Les gens ont répondu immédiatement aussi pour le projet de Thor McIntyre-Burnie sur les témoignages. Il ne faut pas oublié que nous sommes arrivés tard puisque nous avons fait notre projet un peu dans l’ombre. Donc on a rencontré les gens du quartier quand on a été choisis en novembre, et il fallait qu’en janvier tout soit bouclé. Pour autant, lorsque l’association “La Boutique d’Écriture” qui a mené le projet avec Thor, a demandé aux habitants s’ils pouvaient l’aider à aller frapper chez les gens pour recueillir des témoignages, ils ont dit “on fonce”. Pour la rue tour Gayraud sur le projet de la “balconnade”, on s’est adressés aux chorales de Montpellier et on leur a dit “on va faire une balconnade est-ce que ça vous dit ?” Ils ont dit oui immédiatement. J’ai été très agréablement surpris par la grande capacité des interlocuteurs à s’investir et à ne pas dire “oui mais…”, et cela que ce soit du côté des artistes professionnels, des associations relais ou des habitants. Il y a aujourd’hui une soif d’en être, et je pense que la ZAT pourrait devenir un magnifique laboratoire sur la façon de construire une manifestation en associant les habitants. Il y a plein de type de manifestation possible ! On pourrait inventer des formats différents.
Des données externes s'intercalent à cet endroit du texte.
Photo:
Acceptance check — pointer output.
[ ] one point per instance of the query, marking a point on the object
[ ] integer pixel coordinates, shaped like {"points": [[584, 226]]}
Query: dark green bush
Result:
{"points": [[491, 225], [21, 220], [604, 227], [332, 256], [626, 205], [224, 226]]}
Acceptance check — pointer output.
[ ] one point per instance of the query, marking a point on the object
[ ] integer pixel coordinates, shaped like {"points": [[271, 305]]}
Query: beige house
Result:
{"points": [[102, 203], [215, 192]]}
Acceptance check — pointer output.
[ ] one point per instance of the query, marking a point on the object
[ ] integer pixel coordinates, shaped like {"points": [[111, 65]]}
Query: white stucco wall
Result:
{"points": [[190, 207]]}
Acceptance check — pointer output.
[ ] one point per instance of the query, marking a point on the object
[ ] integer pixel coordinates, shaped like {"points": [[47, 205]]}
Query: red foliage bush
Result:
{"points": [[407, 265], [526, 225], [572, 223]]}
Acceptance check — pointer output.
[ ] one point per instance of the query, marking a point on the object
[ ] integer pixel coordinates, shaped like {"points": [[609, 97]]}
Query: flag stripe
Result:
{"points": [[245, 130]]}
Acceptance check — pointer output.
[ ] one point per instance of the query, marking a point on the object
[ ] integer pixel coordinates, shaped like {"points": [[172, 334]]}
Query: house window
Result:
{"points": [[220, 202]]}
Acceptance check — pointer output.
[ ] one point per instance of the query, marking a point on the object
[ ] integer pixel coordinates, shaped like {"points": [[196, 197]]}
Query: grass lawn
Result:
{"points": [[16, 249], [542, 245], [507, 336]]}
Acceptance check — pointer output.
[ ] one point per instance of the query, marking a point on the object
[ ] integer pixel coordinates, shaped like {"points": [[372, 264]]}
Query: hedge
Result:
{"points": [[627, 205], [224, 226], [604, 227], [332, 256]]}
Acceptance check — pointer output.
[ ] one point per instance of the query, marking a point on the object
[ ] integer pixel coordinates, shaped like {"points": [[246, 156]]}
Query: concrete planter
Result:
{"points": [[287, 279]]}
Je pense qu’on a tous besoin, quel que soit le système mis en place, de plus de temps.
A vous entendre, cette édition ne sera pas un “one shot” pour vous en tant que directeur artistique ?
Je n’ai pas plus d’information que vous. Je pense que la ville réfléchit. Moi j’avais donné un certain nombre d’idées et c’est normal car à chaque fois que l’on fait une ZAT on fait un bilan. J’ai dit un certain nombre de choses et j’en dirai après cette ZAT parce que forcement tout le monde se fera un bilan en se disant “Est-ce qu’elle est ratée, est-ce qu’elle est réussie ?” Chacun se fera un avis… En tout cas, je pense que c’est un outil riche. Je dirige un centre national de création en espace public qui est à Marseille, et je pense que la question de la création, d’inventer des projets spécifiques se pose.
Donc pour vous, la question sur la permanence de la direction artistique de la ZAT n’a pas lieu d’être ?
La ville a toutes les cartes en main. Elle connait les avantages et les inconvénients. On comprend l’idée de faire tourner une direction pour qu’il n’y ait pas des rentes de situation. Je pense qu’on a tous besoin, quel que soit le système mis en place, de plus de temps, d’être plus en amont, entre autres pour emmener les habitants, et je crois que tout le monde en est conscient. Après je ne maîtrise rien. Dans la ville, il y a eu des changements de service, un changement de Maire, la nouvelle équipe est en train de voir vers où orienter la ZAT. Moi je leur donne des conseils, qu’ils suivront ou ne suivront pas.